混ざり合った眼差しにほのかに頬を染めたなまえを見つめ、鬼灯は口を開く。


「帰りたくないんですか?」
「そんなことはありません!ありません、けど…」
「桃太郎さんたちと別れるのが辛いのはわかりますが、もう会えない訳でもないんですから」
「……はい」
「…………」


鬼灯の科白にも沈んだ表情が浮かび上がることはない。その寂しげに揺らぐ虹彩が胸に迫るようで、鬼灯は思わず眉をひそめた。
彼女にこんな表情をさせるのはほんの短い期間共に居た白澤たちなのだ。
彼女の笑顔を取り戻したいと願うだけでなく、なまえが想う彼らに対してほの暗い感情を向ける心に気がつきゆるく吐息する。

自制して何とか踏みとどまっていられるようなそれは覚えがある。度々彼女の周囲の人間にばらまいてしまう自由がきかない感情はいわゆる嫉妬や独占欲に類するものだ。

心の奥底に息づいていたそれが上辺へじわじわとにじみ出ていくのを感じる。彼の内側にはびこる悪いものを集めたような想いが彼女に差し向けられる前にと、鬼灯はそれに蓋をするようにまぶたを伏せた。


「鬼灯さん…?」
「いえ、それよりアレにも一応挨拶をしておかなくてはいけませんね」
「………そうですね」


なまえは彼らが消えていった扉へと向かう鬼灯の背を見上げ、そっと視線を外す。
なまえとの別れを惜しんでくれるだろう白澤と桃太郎の表情を歪ませることになると思うと心が痛んだ。先日白澤がほんの一瞬露わにした寂寥と悲哀にゆがんだ顔を思い起こし、胸がきゅっと苦しげな音を立てる。

詰めていた息を解放した時、鬼灯が手をかけるより早く眼前のドアが開いた。


「帰っちゃうんだね」
「…聞いてたんですか」
「まぁ予感はしてたし……それより、ひとつ聞きたいことがあるんだけど」
「?何ですか」


眉間に刻まれたしわをゆるめることなく問う鬼灯に、白澤の目が眇められていく。

白澤がなまえを好く以前から予感はしていたのだ。鬼灯が彼女に注ぐ想いが、特別なそれであることを。
恋に満たないいとけないそれがいつしか色を変えていき、ようやく甘みを帯びてきたことに気がつかないほど恋愛面において鈍いつもりはない。この行動に出た結末がどのようなものになるか、予想すらしたくはないけれど。

やはり白澤が求めるのはなまえの幸福だった。
彼女がその胸に抱えきれないほどの幸せに満たされて、あたたかく笑っていてくれたらそれでいい。
そこに自分がいなくても許せると、彼女が鬼灯に寄せるやわらかに蕩けた笑みを見て想ってしまった。
心は辛苦にまみれたまらなく切なくはあるけれど、それもいつか溶けていく。なまえのほころぶような笑顔を見てしまったら、そう感じた。

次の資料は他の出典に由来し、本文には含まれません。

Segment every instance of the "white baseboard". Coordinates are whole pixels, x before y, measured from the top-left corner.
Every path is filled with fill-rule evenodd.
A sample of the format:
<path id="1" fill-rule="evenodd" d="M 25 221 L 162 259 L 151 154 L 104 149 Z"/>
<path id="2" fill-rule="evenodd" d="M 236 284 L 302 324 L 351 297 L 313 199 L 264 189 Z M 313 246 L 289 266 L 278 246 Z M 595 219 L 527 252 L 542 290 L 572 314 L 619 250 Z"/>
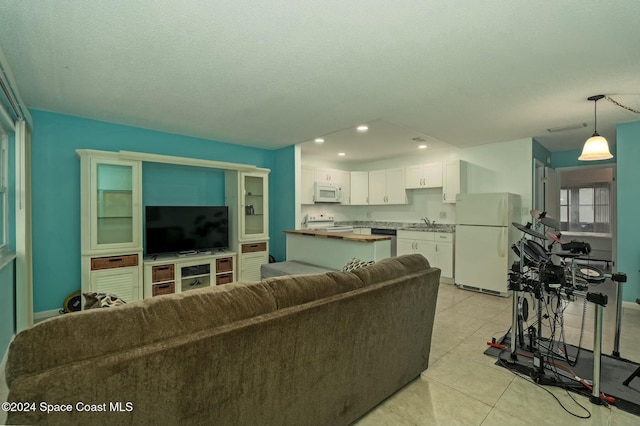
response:
<path id="1" fill-rule="evenodd" d="M 58 315 L 62 315 L 60 313 L 60 309 L 51 309 L 49 311 L 35 312 L 33 314 L 33 322 L 36 323 L 36 322 L 44 321 L 46 319 L 53 318 Z"/>
<path id="2" fill-rule="evenodd" d="M 0 360 L 0 403 L 5 402 L 7 397 L 9 396 L 9 387 L 7 386 L 7 376 L 5 375 L 5 367 L 7 365 L 7 356 L 9 355 L 9 347 L 11 346 L 11 342 L 13 342 L 15 334 L 11 337 L 9 344 L 7 345 L 7 350 L 4 351 L 4 355 L 2 355 L 2 360 Z M 0 425 L 6 423 L 7 413 L 4 410 L 0 410 Z"/>

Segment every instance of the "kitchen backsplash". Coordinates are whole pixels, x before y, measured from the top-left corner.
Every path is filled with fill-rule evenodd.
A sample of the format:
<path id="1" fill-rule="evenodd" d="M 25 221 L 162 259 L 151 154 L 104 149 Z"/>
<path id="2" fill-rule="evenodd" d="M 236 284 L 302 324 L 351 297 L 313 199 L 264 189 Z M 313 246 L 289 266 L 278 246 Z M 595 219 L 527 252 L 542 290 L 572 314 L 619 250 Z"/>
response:
<path id="1" fill-rule="evenodd" d="M 383 229 L 402 229 L 411 226 L 422 226 L 424 222 L 385 222 L 376 220 L 345 220 L 336 221 L 336 226 L 353 226 L 354 228 L 383 228 Z M 446 223 L 436 223 L 433 225 L 434 230 L 440 232 L 455 232 L 456 226 Z"/>

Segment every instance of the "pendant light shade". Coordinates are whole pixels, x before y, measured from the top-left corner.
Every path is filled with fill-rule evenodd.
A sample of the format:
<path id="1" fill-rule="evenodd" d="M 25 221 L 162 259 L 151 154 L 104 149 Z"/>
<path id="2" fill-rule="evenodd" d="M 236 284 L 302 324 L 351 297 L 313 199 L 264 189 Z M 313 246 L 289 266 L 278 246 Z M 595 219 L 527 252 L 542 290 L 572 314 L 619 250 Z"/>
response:
<path id="1" fill-rule="evenodd" d="M 607 140 L 598 134 L 596 127 L 598 120 L 596 103 L 602 98 L 604 98 L 604 95 L 596 95 L 588 98 L 588 100 L 593 101 L 593 135 L 584 143 L 582 154 L 578 157 L 580 161 L 608 160 L 609 158 L 613 158 L 613 155 L 611 155 L 609 151 Z"/>

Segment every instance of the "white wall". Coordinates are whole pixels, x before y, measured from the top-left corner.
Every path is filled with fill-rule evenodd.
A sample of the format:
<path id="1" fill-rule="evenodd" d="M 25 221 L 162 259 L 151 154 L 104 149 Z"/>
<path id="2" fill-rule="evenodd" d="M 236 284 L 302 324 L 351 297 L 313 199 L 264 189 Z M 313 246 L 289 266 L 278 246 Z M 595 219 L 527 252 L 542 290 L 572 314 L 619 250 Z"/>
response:
<path id="1" fill-rule="evenodd" d="M 426 152 L 419 156 L 398 157 L 369 163 L 345 165 L 341 163 L 317 163 L 302 158 L 305 165 L 339 170 L 380 170 L 415 164 L 461 159 L 469 163 L 467 170 L 468 192 L 512 192 L 522 197 L 523 223 L 531 221 L 532 205 L 533 140 L 531 138 L 498 142 L 471 148 L 452 148 L 437 153 Z M 410 189 L 408 205 L 397 206 L 341 206 L 304 205 L 302 216 L 308 213 L 333 214 L 337 221 L 375 220 L 418 222 L 427 216 L 436 223 L 455 223 L 455 204 L 442 203 L 442 189 Z M 441 213 L 445 216 L 441 218 Z"/>
<path id="2" fill-rule="evenodd" d="M 469 163 L 467 192 L 512 192 L 522 199 L 522 222 L 531 221 L 533 139 L 497 142 L 460 150 Z"/>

ただ最後に足掻かせてほしい、と人知れず許しを請いながら白澤は口を開く。


「何でそこまでなまえちゃんに拘る?」
「…白澤さん?」
「何のつもりでなまえちゃんを手元に置こうとするんだ?彼女が生きてる人間だと地獄中に公表することで得られるのは何だ?不信感が生まれて困るのはお前だし、事後処理に追われるのだってお前だ。余計な仕事をつくってまで彼女の隣を守ろうとする理由は何だよ?」
「私は……」
「拾った責任とか言うなよ。お前のそれはただの責任感からくる行動から逸脱してる」
「………」
「答えろよ」


多少は心境も変化しただろう常世の鬼神が相変わらず彼女にも、ともすれば自身の本心にすら向き合おうとしていない事実に腹が立った。
まともな恋などしたこともない、きっとこれからもこの一度きりだろうけれど、場数は踏んできたつもりだ。他人の恋路をのぞき見たことだって多々ある。芽吹いたその想いが知らぬ振りなど出来ないほどの力を持っていることも知ってしまった。

だからこそ腸が煮え返るような怒りに見舞われるのだ。
彼女の手を取り共に歩むことも出来るのに、その選択から目を逸らし曖昧にはぐらかそうとすらする態度が気に食わない。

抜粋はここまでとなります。